Aspects of the present disclosure may be a system, a method, and/or a computer program product. The computer program product may include a computer readable storage medium (or media) having computer readable program instructions thereon for causing a processor to carry out aspects of the present disclosure.
20 The computer readable storage medium can be a tangible device that can retain and store program code in the form of instructions or data structures that can be accessed by a processor of a computing device, such as the computing system. The computer readable storage medium may be an electronic storage device, a magnetic storage device, an optical storage device, an electromagnetic storage device, a semiconductor storage device, or any suitable combination thereof. By way of example, such computer-readable storage medium can comprise a random access memory (RAM), a read-only memory (ROM), EEPROM, a portable compact disc read-only memory (CD-ROM), a digital versatile disk (DVD), flash memory, a hard disk, a portable computer diskette, a memory stick, a floppy disk, or even a mechanically encoded device such as punch-cards or raised structures in a groove having instructions recorded thereon. As used herein, a computer readable storage medium is not to be construed as being transitory signals per se, such as radio waves or other freely propagating electromagnetic waves, electromagnetic waves propagating through a waveguide or transmission media, or electrical signals transmitted through a wire.
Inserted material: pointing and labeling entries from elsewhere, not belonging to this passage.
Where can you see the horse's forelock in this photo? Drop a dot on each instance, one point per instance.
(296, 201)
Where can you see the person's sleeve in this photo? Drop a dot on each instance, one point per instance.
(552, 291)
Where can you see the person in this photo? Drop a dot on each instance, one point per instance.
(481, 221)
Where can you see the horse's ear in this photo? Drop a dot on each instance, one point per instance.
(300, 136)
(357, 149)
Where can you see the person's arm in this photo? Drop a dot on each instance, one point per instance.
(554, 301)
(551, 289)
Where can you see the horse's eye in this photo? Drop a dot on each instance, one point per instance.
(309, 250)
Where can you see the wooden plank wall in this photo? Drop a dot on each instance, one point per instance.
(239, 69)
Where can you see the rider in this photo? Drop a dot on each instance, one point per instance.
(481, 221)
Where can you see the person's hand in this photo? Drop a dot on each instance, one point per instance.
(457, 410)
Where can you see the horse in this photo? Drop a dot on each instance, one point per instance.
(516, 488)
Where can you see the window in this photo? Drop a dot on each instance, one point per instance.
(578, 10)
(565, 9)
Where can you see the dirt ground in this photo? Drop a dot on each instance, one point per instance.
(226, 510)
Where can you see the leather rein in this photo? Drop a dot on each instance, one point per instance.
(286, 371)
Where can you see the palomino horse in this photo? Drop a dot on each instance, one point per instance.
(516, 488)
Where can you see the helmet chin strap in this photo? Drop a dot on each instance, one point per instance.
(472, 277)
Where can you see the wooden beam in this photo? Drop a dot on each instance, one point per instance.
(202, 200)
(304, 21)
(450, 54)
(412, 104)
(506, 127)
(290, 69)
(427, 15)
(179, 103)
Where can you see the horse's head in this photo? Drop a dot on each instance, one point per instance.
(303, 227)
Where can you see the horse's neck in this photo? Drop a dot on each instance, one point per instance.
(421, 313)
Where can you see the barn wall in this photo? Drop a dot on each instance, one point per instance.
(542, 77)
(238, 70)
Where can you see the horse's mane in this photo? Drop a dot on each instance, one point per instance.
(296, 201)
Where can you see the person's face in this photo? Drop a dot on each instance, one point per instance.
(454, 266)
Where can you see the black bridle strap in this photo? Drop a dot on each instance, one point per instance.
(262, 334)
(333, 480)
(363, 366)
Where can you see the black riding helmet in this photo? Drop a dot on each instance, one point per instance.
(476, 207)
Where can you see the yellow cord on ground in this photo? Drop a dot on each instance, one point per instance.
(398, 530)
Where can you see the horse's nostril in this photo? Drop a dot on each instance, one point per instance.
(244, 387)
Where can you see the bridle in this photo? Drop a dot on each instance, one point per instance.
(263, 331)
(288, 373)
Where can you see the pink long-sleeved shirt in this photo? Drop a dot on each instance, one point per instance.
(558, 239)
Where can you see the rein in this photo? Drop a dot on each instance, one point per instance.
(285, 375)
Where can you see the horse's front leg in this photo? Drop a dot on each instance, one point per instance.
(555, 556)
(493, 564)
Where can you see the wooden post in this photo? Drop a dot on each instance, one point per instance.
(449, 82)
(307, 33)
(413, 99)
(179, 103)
Computer readable program instructions described herein can be downloaded to respective computing devices from a computer readable storage medium or to an external computer or external storage device via a network, for example, the Internet, a local area network, a wide area network and/or a wireless network. The network may comprise copper transmission cables, optical transmission fibers, wireless transmission, routers, firewalls, switches, gateway computers and/or edge servers. A network interface in each computing device receives computer readable program instructions from the network and forwards the computer readable program instructions for storage in a computer readable storage medium within the respective computing device.
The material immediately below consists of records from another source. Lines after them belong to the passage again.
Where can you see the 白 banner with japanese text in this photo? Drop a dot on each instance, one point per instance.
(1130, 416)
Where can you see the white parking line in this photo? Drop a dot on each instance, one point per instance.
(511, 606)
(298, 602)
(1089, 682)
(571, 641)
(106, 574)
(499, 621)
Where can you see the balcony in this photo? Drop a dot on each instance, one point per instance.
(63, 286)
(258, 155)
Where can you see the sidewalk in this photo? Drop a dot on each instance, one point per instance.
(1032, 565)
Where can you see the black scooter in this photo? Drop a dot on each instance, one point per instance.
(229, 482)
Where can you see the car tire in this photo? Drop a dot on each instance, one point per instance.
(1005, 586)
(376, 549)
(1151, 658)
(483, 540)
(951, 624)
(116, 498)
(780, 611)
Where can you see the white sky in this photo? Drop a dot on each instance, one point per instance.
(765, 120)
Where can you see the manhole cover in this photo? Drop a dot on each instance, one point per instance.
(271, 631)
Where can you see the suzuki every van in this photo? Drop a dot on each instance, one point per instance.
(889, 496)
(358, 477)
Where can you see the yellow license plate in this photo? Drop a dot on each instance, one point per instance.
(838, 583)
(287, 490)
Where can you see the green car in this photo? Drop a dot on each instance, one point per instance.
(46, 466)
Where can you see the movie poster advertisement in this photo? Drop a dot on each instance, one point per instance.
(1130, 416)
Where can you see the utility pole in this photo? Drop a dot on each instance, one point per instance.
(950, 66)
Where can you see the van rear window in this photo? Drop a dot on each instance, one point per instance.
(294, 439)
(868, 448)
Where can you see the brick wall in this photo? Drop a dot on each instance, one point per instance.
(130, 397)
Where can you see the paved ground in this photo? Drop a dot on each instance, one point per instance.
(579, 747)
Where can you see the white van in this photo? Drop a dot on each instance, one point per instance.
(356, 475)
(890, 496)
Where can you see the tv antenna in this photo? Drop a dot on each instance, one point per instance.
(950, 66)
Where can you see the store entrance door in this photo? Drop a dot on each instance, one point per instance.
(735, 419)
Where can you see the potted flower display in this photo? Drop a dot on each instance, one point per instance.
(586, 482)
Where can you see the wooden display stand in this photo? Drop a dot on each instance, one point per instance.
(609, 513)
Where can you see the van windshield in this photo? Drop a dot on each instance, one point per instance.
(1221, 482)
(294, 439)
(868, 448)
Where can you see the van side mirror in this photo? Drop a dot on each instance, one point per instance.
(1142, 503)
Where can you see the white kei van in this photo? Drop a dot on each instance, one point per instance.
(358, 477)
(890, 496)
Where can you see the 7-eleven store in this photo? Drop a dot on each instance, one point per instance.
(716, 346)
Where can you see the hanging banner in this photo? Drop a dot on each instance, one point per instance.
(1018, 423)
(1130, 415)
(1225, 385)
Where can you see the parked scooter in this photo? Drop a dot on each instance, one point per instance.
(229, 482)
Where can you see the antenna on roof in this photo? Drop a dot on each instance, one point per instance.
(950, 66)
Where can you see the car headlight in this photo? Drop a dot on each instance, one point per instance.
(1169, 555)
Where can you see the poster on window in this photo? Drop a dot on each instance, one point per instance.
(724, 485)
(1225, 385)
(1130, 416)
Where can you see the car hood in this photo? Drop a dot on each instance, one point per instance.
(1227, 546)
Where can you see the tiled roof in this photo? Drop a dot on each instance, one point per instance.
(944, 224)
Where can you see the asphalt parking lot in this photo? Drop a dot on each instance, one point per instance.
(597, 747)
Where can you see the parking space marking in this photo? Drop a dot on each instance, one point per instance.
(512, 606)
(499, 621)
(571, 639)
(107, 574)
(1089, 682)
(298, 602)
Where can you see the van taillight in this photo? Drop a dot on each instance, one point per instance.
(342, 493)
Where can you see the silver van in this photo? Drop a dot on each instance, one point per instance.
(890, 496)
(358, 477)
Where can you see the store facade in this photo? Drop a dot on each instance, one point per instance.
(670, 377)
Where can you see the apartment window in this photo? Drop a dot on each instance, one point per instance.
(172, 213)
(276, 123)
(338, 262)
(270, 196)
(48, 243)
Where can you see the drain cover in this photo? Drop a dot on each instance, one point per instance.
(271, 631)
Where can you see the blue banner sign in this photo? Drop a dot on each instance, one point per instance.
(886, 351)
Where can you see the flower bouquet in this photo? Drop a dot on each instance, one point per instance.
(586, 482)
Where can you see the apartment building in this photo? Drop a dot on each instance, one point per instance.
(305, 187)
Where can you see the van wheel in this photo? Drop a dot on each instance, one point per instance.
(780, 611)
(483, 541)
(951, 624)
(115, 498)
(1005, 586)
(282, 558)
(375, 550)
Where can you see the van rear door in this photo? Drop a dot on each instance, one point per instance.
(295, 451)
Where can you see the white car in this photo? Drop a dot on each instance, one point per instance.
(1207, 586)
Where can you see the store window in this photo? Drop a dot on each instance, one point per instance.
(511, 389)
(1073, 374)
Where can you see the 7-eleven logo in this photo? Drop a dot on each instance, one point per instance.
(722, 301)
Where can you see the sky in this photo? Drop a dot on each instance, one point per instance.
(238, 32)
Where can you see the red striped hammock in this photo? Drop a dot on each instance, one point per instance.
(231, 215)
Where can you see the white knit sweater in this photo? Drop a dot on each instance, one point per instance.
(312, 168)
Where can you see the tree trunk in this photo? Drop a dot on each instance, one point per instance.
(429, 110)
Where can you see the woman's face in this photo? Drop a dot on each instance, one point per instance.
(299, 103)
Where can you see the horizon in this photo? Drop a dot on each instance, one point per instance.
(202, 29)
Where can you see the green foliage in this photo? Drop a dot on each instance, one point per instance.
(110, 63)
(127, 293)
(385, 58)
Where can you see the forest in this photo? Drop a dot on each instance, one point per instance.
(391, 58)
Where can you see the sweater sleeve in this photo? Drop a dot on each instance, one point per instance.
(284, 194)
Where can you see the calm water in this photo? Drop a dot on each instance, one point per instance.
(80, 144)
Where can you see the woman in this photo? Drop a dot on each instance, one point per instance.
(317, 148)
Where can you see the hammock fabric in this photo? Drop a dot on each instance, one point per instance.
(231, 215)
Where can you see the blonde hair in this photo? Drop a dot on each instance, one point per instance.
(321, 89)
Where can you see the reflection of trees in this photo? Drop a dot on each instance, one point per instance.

Computer readable program instructions for carrying out operations of the present disclosure may be assembly instructions, instruction-set-architecture (ISA) instructions, machine instructions, machine dependent instructions, microcode, firmware instructions, state-setting data, or either source code or object code written in any combination of one or more programming languages, including an object oriented programming language, and conventional procedural programming languages. The computer readable program instructions may execute entirely on the user's computer, partly on the user's computer, as a stand-alone software package, partly on the user's computer and partly on a remote computer or entirely on the remote computer or server. In the latter scenario, the remote computer may be connected to the user's computer through any type of network, including a LAN or WAN, or the connection may be made to an external computer (for example, through the Internet). In some embodiments, electronic circuitry including, for example, programmable logic circuitry, field-programmable gate arrays (FPGA), or programmable logic arrays (PLA) may execute the computer readable program instructions by utilizing state information of the computer readable program instructions to personalize the electronic circuitry, in order to perform aspects of the present disclosure.
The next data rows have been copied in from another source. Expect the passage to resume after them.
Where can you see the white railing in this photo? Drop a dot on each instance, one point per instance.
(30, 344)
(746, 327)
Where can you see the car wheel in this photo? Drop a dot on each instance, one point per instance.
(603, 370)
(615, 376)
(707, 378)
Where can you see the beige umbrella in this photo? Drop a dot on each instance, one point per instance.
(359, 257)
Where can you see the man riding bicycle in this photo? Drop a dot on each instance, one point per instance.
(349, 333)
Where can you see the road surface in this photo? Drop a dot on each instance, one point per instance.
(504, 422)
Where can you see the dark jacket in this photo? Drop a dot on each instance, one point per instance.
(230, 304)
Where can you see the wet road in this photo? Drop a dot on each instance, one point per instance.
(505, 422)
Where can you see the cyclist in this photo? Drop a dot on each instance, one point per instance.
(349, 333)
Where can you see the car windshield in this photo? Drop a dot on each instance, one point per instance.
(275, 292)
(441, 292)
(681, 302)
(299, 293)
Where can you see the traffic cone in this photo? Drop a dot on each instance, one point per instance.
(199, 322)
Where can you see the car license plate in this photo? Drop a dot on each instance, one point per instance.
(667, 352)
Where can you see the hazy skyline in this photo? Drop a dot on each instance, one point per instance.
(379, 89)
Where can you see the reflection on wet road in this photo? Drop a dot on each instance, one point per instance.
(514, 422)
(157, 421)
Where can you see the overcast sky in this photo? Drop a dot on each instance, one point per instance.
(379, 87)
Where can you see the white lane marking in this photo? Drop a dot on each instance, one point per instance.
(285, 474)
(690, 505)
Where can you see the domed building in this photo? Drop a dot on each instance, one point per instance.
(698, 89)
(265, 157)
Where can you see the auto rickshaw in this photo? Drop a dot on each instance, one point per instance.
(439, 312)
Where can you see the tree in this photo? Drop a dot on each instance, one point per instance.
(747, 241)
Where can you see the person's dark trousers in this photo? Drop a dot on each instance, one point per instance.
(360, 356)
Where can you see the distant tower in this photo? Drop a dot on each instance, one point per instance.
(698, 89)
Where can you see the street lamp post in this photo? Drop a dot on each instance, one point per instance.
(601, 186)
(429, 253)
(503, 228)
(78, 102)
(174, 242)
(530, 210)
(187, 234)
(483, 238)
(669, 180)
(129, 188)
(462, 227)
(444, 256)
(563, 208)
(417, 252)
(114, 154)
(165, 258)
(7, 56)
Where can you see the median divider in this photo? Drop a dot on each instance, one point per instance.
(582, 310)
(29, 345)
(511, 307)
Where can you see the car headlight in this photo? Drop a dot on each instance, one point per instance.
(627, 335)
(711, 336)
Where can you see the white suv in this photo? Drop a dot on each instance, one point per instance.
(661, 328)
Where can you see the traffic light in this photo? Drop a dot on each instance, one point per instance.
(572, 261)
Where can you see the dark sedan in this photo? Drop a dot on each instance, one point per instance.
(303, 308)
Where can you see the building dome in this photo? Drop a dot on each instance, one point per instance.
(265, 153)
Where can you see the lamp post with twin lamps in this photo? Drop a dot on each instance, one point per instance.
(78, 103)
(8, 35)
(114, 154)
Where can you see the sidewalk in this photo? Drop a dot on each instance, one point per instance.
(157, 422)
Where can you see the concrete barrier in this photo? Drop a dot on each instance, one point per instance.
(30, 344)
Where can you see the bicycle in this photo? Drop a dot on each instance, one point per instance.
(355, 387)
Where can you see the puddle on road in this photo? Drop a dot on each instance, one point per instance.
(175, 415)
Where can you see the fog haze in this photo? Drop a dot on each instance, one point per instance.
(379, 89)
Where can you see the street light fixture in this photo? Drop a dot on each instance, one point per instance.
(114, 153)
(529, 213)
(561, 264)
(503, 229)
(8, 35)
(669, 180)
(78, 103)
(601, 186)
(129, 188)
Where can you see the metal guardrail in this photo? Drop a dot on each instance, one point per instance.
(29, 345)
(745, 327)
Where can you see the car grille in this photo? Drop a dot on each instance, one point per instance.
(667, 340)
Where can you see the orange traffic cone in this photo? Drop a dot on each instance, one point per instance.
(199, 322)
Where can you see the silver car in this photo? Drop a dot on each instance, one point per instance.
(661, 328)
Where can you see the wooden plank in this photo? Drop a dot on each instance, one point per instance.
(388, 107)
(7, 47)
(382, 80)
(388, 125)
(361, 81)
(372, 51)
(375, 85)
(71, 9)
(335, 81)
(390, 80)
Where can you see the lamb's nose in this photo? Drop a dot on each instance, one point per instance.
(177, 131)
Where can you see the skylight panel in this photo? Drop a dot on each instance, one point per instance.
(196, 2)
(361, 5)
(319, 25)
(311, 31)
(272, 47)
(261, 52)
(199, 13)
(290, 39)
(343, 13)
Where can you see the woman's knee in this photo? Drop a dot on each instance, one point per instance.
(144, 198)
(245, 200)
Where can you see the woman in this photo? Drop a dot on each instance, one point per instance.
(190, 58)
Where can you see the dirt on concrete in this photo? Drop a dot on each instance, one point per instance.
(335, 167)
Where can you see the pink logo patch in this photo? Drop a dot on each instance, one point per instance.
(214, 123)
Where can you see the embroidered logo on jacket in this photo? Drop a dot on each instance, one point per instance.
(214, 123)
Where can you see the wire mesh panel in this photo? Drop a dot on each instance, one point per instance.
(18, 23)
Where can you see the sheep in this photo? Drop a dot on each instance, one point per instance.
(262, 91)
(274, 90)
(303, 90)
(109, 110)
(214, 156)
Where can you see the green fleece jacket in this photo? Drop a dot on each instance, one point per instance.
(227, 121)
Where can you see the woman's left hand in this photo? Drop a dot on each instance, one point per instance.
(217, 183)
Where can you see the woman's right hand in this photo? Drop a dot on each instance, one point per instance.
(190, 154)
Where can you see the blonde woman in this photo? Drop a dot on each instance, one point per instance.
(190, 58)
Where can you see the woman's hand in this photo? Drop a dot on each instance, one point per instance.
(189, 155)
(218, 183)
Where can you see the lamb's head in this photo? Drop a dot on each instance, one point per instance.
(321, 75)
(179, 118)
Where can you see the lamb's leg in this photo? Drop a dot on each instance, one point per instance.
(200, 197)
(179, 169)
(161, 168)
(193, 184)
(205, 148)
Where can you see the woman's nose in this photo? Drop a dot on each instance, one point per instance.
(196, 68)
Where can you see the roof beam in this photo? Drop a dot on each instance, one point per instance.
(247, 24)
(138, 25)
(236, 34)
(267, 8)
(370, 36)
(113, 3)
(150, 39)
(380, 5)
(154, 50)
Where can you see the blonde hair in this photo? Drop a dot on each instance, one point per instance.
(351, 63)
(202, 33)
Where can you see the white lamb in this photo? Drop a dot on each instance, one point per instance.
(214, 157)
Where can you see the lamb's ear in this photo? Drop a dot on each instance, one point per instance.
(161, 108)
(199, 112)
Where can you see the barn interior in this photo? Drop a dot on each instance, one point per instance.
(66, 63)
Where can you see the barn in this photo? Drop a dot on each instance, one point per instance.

In various aspects, the systems and methods described in the present disclosure can be addressed in terms of modules. The term “module” as used herein refers to a real-world device, component, or arrangement of components implemented using hardware, such as by an application specific integrated circuit (ASIC) or FPGA, for example, or as a combination of hardware and software, such as by a microprocessor system and a set of instructions to implement the module's functionality, which (while being executed) transform the microprocessor system into a special-purpose device. A module may also be implemented as a combination of the two, with certain functions facilitated by hardware alone, and other functions facilitated by a combination of hardware and software. In certain implementations, at least a portion, and in some cases, all, of a module may be executed on the processor of a computer system. Accordingly, each module may be realized in a variety of suitable configurations, and should not be limited to any particular implementation exemplified herein.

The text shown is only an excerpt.